A Single-Cycle Vaccine Vector Based on Vesicular Stomatitis Virus Can Induce Immune Responses Comparable to Those Generated by a Replication-Competent Vector

Section of Microbial Pathogenesis,¹ Department of Pathology, Yale University School of Medicine, New Haven, Connecticut 06510²

Received 19 May 2005/ Accepted 7 August 2005

Live attenuated vaccine vectors based on recombinant vesicular stomatitis virus (VSV) are effective in several viral disease models. In this study, we asked if a VSV vector capable of only a single cycle of replication might be an effective alternative to replication-competent VSV vectors. We compared the cellular immune responses to human immunodeficiency virus (HIV) envelope protein (Env) expressed by replication-competent and single-cycle VSV vectors and also examined the antibody response to Env. The single-cycle vector was grown by complementation with VSV G protein and then tested initially for immunogenicity when given by four different routes. When given by the intramuscular route in mice, we found that the single-cycle vector was equivalent to the replication-competent VSV vector in generating high-level primary and memory CD8 T-cell responses as well as antibody responses to Env. Cellular responses were analyzed using major histocompatibility complex class I tetramers and direct measurement of cytotoxic T-lymphocyte activity in vivo. We also found that the recall responses after boosting were equivalent in animals vaccinated with replication-competent or single-cycle vectors.

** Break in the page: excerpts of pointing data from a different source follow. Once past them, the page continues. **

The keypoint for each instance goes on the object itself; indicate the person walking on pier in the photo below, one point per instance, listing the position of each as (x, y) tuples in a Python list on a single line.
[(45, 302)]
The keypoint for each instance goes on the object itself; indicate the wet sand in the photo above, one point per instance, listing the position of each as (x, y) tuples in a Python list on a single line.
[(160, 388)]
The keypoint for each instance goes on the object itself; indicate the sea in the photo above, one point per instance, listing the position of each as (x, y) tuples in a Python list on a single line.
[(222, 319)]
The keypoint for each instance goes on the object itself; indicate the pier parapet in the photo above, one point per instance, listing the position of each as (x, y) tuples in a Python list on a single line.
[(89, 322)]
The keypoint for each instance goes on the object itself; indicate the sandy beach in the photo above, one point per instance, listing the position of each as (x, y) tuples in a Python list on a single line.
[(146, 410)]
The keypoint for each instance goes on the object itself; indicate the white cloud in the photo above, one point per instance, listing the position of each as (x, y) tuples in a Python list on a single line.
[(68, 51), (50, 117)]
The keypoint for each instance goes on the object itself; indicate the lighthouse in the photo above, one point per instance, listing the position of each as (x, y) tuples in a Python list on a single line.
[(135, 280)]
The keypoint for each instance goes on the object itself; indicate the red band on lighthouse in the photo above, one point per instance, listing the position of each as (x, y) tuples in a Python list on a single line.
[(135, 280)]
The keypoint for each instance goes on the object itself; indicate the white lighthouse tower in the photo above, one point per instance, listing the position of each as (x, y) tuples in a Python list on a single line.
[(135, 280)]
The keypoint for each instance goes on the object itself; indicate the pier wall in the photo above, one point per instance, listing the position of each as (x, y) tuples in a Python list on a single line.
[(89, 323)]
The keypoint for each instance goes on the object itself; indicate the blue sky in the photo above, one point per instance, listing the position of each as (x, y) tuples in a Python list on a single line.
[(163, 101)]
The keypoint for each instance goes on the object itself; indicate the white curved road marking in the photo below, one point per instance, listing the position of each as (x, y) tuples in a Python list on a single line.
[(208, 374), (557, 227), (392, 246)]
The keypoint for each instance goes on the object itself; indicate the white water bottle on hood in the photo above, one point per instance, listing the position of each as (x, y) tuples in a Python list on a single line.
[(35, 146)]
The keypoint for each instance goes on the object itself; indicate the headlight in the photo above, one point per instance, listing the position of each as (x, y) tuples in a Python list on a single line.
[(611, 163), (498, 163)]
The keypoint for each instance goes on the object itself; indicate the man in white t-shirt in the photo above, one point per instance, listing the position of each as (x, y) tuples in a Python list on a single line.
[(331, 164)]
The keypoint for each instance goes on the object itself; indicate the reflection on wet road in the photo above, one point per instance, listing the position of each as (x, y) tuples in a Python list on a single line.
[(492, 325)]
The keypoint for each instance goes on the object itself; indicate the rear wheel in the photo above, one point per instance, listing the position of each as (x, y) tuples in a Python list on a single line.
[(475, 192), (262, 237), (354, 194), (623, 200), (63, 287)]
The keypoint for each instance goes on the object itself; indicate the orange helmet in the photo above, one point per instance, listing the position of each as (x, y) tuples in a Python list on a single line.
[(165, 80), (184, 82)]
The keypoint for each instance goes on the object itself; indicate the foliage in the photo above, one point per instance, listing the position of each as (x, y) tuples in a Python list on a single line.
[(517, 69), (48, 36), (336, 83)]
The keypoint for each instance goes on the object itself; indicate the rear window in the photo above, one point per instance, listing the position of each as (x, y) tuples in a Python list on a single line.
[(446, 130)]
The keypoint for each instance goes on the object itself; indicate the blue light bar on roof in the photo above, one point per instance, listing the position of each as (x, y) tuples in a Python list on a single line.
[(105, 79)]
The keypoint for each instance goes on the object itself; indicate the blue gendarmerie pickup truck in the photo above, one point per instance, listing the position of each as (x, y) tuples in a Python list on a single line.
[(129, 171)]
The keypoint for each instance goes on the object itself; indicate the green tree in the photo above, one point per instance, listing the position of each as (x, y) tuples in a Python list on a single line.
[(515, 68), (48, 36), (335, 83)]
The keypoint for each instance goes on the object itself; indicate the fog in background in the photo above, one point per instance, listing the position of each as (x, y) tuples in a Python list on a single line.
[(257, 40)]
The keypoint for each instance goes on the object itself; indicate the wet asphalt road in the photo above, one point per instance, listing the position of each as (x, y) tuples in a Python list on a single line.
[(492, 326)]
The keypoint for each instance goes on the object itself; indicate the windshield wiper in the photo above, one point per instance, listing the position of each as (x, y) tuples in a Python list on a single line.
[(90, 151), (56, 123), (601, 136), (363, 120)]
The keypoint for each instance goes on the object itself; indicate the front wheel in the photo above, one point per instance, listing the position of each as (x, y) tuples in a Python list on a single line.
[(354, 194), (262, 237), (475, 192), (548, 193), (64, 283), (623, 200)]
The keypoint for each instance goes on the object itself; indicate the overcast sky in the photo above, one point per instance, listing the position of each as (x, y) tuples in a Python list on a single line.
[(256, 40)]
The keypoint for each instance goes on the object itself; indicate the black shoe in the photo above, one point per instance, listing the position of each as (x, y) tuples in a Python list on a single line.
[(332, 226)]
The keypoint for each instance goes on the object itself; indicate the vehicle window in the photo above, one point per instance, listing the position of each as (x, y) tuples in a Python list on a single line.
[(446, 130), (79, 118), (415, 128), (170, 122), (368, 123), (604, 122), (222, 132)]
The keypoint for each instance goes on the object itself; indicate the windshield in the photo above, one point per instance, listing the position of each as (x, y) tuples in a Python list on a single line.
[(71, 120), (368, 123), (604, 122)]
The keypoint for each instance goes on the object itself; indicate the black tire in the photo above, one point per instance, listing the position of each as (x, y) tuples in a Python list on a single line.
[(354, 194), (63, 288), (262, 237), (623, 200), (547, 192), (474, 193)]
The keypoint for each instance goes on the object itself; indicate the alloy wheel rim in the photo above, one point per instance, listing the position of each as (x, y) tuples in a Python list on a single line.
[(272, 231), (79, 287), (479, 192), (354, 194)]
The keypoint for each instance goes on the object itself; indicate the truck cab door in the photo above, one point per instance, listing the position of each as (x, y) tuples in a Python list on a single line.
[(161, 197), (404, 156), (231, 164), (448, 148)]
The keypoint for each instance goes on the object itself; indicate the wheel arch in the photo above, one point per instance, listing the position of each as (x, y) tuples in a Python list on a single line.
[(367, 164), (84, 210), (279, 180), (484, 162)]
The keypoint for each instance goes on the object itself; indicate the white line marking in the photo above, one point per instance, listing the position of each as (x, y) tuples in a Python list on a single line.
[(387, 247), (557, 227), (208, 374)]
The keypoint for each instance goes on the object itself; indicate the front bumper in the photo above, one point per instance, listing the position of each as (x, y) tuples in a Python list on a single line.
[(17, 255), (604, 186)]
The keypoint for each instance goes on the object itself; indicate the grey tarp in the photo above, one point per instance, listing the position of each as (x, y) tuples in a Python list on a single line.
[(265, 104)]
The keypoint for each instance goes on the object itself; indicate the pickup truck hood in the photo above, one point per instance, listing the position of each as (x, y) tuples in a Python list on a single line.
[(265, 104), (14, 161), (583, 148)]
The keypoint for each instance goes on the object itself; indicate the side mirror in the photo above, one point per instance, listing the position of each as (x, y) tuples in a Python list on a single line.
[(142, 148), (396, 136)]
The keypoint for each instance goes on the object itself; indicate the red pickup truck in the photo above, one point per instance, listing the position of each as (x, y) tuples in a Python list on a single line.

Additionally, we observed recall and heightened memory responses after boosting animals with a single-cycle vector complemented with G protein from a different vesiculovirus. Because expression of HIV Env by G-deleted VSV might allow replication in human cells expressing CD4, we generated a single-cycle VSV recombinant expressing a secreted form of the HIV Env protein. This virus was just as effective as the recombinant expressing the membrane-anchored Env protein at producing CD8 T cells and antibody responses.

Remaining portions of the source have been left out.